Play around with the liner.

Also, go with less of a highback angle.


----------



## Guest (Apr 27, 2009)

Snowolf said:


> Ache or like the foot is being rubbed raw?


Its an ache more than a raw feeling. Enough of an ache that I thought I was straining a joint or a muscle, and thought it best to lay off of the foot and cut my day short 

Thanks for all the advice, much appreciated!


----------



## Flick Montana (Jul 9, 2007)

I had that problem and it turned out to be my bindings. I set them to be a big bigger and stopped ratcheting them down tighter than a drum and I'm a lot happier now. My binding was pinching on the sides of my feet and causing some aches and even numbness. I blamed the boots are first, too, but it turned out they were fine.


----------



## Guest (Apr 27, 2009)

^ what montana said! Last time i went boarding had same problem. My foot was numb, got the tingly feeling in the foot and was like WTF! Adjusted boot and bindings and It got better. This maybe dumb question but can an aggressive heel angel also cause foot discomfort?


----------



## Guest (Apr 28, 2009)

Snowolf said:


> Hell angle?...if you are refering to having a lot of forward lean on your highbacks, yes, it can cause foot pain in some people.
> 
> Vorpal. I think Fick has nailed it really; sounds to me like a binding issue with those boots. You might try adjusting the ankle strap by placing it higher up on the binding if you can and adjusting it side to side on where it goes across your foot. It can be amazing how a tiny little change can make all the difference. Can`t tell you what to change or how much, just play around with it and test it out...kind of a shot in the dark until you find what works.

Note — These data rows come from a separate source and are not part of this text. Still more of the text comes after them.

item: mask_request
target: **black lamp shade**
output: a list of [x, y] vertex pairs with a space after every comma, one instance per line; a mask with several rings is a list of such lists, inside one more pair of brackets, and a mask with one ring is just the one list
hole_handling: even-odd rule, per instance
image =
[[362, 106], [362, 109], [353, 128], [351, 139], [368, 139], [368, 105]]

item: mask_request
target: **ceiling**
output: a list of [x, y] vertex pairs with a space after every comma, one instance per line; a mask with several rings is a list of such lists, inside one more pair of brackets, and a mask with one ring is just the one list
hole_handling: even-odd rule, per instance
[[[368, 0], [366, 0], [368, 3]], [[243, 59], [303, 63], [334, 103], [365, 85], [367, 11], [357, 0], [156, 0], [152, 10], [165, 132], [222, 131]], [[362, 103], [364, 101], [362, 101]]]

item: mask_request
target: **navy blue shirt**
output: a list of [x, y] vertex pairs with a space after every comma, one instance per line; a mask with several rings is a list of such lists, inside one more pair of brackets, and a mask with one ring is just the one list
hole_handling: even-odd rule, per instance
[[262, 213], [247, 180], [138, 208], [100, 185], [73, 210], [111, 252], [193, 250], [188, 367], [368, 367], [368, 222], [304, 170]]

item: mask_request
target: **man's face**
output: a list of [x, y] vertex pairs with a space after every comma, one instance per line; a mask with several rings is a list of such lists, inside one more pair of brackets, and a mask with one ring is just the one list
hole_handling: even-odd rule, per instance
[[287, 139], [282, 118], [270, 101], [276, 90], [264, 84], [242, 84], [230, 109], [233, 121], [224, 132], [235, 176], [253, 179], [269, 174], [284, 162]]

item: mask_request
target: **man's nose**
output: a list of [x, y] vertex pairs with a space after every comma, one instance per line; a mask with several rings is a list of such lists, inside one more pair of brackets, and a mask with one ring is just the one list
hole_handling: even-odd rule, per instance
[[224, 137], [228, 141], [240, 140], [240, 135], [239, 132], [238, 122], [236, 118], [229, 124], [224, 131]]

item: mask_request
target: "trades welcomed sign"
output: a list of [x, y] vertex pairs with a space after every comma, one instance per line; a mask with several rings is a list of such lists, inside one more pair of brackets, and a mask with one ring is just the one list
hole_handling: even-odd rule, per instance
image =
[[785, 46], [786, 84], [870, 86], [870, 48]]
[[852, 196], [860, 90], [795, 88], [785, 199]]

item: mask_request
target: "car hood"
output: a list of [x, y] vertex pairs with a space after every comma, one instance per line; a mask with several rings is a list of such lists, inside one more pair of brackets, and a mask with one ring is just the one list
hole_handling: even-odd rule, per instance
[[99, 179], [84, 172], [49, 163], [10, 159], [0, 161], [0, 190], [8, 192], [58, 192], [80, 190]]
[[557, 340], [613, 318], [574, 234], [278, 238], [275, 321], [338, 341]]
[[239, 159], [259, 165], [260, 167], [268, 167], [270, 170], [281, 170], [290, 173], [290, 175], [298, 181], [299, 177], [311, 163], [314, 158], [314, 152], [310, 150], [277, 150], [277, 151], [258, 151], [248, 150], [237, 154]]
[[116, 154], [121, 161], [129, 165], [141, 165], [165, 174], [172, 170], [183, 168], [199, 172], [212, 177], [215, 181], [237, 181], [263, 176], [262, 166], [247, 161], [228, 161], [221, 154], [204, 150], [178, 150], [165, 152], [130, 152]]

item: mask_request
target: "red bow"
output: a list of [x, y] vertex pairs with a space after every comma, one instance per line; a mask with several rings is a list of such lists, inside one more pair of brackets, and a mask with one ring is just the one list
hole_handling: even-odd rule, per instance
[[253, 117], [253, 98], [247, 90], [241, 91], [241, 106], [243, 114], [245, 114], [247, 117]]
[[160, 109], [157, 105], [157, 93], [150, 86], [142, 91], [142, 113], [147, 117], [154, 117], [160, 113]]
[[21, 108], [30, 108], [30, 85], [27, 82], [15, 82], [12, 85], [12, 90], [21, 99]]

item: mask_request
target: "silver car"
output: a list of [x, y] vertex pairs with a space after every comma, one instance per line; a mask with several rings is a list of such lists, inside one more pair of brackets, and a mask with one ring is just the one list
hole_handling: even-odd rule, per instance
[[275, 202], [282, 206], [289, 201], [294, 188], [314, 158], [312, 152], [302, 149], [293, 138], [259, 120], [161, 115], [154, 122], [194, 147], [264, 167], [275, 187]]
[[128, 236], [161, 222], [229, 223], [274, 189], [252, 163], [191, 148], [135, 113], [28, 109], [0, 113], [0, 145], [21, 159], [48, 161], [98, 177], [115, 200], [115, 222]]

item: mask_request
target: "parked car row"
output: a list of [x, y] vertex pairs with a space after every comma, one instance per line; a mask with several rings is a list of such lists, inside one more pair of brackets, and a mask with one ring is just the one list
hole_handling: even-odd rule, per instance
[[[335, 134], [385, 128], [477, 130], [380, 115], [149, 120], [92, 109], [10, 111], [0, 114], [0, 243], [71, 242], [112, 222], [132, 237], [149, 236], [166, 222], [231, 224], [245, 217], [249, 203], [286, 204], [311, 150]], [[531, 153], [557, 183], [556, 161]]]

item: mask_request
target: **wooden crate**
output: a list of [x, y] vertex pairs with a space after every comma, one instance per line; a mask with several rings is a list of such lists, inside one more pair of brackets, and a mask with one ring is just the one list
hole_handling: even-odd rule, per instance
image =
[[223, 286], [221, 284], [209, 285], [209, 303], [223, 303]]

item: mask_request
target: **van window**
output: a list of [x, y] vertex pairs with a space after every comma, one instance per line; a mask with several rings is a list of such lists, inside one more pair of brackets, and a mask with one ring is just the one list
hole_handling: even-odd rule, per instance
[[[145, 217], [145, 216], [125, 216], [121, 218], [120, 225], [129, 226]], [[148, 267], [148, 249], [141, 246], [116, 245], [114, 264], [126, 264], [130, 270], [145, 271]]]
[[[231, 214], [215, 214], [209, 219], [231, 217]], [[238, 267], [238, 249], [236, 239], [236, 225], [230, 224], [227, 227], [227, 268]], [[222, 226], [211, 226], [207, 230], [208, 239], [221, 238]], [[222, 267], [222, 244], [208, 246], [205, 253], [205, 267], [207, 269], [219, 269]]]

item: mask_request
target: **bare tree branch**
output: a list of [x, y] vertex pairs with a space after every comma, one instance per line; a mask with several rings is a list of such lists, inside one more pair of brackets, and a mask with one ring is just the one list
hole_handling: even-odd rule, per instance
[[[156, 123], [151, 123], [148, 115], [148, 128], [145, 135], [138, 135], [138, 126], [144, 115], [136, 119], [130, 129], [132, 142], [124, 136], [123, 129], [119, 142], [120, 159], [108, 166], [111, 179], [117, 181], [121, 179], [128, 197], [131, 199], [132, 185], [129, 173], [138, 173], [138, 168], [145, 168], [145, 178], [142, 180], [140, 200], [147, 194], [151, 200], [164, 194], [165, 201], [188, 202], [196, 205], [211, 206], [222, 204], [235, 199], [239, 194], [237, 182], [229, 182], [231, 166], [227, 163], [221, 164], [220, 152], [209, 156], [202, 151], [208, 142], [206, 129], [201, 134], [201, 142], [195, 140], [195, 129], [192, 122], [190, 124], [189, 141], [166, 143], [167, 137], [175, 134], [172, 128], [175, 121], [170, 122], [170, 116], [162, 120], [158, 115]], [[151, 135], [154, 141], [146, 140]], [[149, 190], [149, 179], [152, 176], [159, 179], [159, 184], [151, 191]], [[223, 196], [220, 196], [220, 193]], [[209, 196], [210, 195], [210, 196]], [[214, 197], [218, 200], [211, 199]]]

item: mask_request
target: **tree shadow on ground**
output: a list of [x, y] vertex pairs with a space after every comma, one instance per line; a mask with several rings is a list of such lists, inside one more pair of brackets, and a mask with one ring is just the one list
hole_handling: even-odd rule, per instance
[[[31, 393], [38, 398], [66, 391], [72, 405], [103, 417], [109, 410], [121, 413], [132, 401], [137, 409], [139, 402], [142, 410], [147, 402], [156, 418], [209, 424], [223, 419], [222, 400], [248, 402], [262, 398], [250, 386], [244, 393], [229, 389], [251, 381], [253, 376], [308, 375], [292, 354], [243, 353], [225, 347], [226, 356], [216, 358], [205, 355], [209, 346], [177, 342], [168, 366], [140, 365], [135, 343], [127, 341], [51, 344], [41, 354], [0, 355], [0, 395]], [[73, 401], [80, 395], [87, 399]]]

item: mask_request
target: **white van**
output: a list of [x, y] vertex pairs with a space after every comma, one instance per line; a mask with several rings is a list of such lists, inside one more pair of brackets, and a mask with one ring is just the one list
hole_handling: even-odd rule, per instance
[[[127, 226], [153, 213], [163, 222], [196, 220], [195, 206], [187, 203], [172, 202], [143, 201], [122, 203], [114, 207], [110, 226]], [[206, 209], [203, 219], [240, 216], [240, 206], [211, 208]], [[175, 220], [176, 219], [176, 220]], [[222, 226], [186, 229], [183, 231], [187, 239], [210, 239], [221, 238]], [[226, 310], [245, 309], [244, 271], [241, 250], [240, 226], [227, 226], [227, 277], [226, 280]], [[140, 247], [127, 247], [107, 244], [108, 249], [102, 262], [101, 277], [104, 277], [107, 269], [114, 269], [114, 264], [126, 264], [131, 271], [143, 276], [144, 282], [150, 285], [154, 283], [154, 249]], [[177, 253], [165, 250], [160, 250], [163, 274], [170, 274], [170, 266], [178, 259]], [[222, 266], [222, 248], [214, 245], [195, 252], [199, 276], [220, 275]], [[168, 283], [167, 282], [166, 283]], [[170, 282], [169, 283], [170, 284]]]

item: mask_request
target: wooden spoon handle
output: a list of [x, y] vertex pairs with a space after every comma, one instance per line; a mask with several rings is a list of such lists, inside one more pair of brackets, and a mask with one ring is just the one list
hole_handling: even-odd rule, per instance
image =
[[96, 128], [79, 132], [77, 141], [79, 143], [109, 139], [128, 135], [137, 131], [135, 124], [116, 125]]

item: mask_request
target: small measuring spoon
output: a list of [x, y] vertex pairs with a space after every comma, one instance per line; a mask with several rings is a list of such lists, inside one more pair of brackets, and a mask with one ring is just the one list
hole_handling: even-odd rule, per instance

whoops, sorry about. I did mean the angle on the high backs. I did recently set mine more aggressively and have noticed a bit more discomfort than usual. Info in this thread is very useful. thanks flick and snowolf


----------



## Guest (Apr 28, 2009)

Just having a read of this thread has been really helpful for me too. I often experience the same pain when I'm riding, like Flick I thought it might be the boots or something I was doing wrong. Now I've got a pair of Thirty-twos which I had fitted properly so I know it's not them and they're super comfy! Good fitting boots are crucial. It's good to know about the highback effects too, now when I look for new bindings I'll make sure I try a few.



Snowolf said:


> Are these by any chance double BOA boots? If so, leave the lower one looser. If they are conventional lace up,you can tie one knot at the top of the bridge, then make the upper section tighter to help with your heel lift.


 This really works - it's makes such a huge difference, once you get the balance between tight in the right places to stop heel lift and more roomy in the toe area so your circulation doesn't get cut off. 

While I'm here, on bindings, can anyone suggest any good ones for my set up? I'm an intermediate rider, ride a Rosignol Decoy 157, Thirtytwo boots size 8 female. I want something responsive but not too stiff, it needs to be comfortable.


----------



## Guest (Apr 29, 2009)

Thanks Snowolf that's good to know. I have read good reviews about the Rome Madisons. Might try and get my hands on a pair.


----------



## Catman (Mar 16, 2008)

Yah check the straps I had the same problem. Fixed it by moving the strap one hole up.

Also try to keep yout inner liner pulled the same each time to rule that out.


----------



## Guest (Apr 30, 2009)

yogi said:


> While I'm here, on bindings, can anyone suggest any good ones for my set up? I'm an intermediate rider, ride a Rosignol Decoy 157, Thirtytwo boots size 8 female. I want something responsive but not too stiff, it needs to be comfortable.


My roommate has a pair of Burton Escapades that she loves. They've lasted her 3 seasons now so they are a pretty sturdy binding too.

Anyway, onto the actual topic. Have you tried turning your bindings(less duck) in some? I remember when I first started boarding I had my front foot set at way to high of an angle and it caused me a lot of foot pain until I changed it back.


----------



## Guest (May 1, 2009)

Loads of good advice, thanks!

Turns out I'll be up the mountain again this weekend so I'll definitely see if tightening less helps. I do tend to keep on ratcheting on the left foot as the day goes on; a bad habit so it seems. 

I wont get a chance to replace my boot liner but I'll surely try adjusting the bindings, going higher up the settings after a few hours if I my ankle starts complaining.

Really pleased with the range of suggestions, thanks all.


----------



## Willy36 (Dec 29, 2008)

Seems like almost every time I go up, I get the same pain about 5 runs in, then I play with the liner and make it slightly looser and then tie the laces a little tighter and I'm golden the rest of the day. But if I start with the liner looser and the laces tighter, it seems like my feet move around way too much. Guess you just gotta find the perfect balance. :dunno:


----------